PUSH de paul mcguigan
Impossible de passer à côté des frasques des super héros et autres hommes en collant. Hier, considéré comme le refuge de marginaux s'adonnant à la fascination et au culte des demi dieux, le comics se sera vu mis à la mode grâce à des adaptations plus "grand public" que profondément fidèles, combien même elles en respectaient les grandes lignes. Puis vint l'ère où se passionner pour le mythe du sauveur eut le vent en poupe au point que tout fut bon (ou pas) à adapter, le film se faisant plus tremplin commercial potentiel que véritable appel à la lecture des planches fascinantes.
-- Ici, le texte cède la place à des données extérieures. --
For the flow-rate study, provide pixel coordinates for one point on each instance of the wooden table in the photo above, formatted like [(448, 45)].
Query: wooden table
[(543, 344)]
A quelques exceptions près, les propositions n'étaient que rarement muées d'une vision... Hors, nous sommes aujourd'hui à un tournant fatidique sonnant peut être le glas pour les prochains essais, celui décrivant une situation plus ou moins grotesque. Nous sommes à un point mettant en exergue un nouveau genre d'histoires : elles se veulent du répertoire du comics mais n'ont jamais pour autant lorgné dedans; elles en reprennent les codes, en plagient les rudiments et les conventions établies au cours de dizaine d'années mais se désirent originales. Tentant de profiter de la même renommée que les personnages du catalogue Marvel ou DC, des mêmes hantises et craintes véhiculées dans les épisodes de Moore, elles tentent de faire illusion mais généralement ne font pas le poids. Que peut dire un Hancock face à la virulence des Watchmen? Quel place à réellement un Jumper qui, par manque de connaissance et de réflexions autour du genre, passe totalement à côté du potentiel dramatique pourtant justement établi ? Quand à la série Heroes, elle fait chambre à part puisqu'elle est tirée de l'imagination de Tim Kring mais surtout du duo Loeb/Sale, bien connu pour être un tandem important des fascicules ! Arrive alors Push, petit film sans prétention et qui a bien l'intention de montrer ce qu'il a dans le coffre pour mériter sa place auprès des seniors sans pour autant usurper leur grandeur.
PUSH de paul mcguigan
D'ailleurs, à la vision de Push, il est évident que l'intention première n'est pas de tenter la construction d'une nouvelle franchise mais avant tout de raconter une histoire ! Et combien même l'intrigue ne se bouclerait pas comme un divertissement traditionnel (un fin bouclée mais ouverte) et qu'il resterait encore quelques éléments à développer, il apparaît comme certain que cette conclusion surprenante n'est ni pour écourter ni pour frustrer : la priorité est d'être à sa place et de ne pas laisser présager une suite que l'on aura jamais... Et c'est bien dommage ! Car si le film de Paul McGuigan ne se fait jamais original dans son fond et n'a jamais la prétention de vouloir plier soixante-dix ans de mythologie à sa portée, il parvient pourtant à totalement embarquer le spectateur dans son délire. Pourtant ce n'était pas gagné : en témoigne cette étrange ouverture nous dévoilant le traumatisme du héros puis un générique tout ce qu'il y a de plus agaçant : à grands coups d'effets clipesques, on nous rappelle les épisodes précédents que nous aurions loupé, toutes ces expériences faites dans les camps durant l'holocauste et qui auraient donné naissance à une race de mutants. S'en suit la mise en image d'une conspiration maléfique, traditionnel consortium terrible et passage obligé des plus grandes sagas historiques du genre. Passé ces quelques maladresses (une exposition censée nous faire accepter un univers fantastique déjà tout acquis à la cause du spectateur), on se laissera amadouer par l'évident centre d'intérêt qui aura su regrouper des personnes talentueuses à la cause. Mais qu'est ce qui aura pu charmer le très talentueux Chris Evans pourtant particulièrement échaudé de son expérience en tant que Torche dans Les 4 fantastiques de la Marvel ? Tout simplement une vision !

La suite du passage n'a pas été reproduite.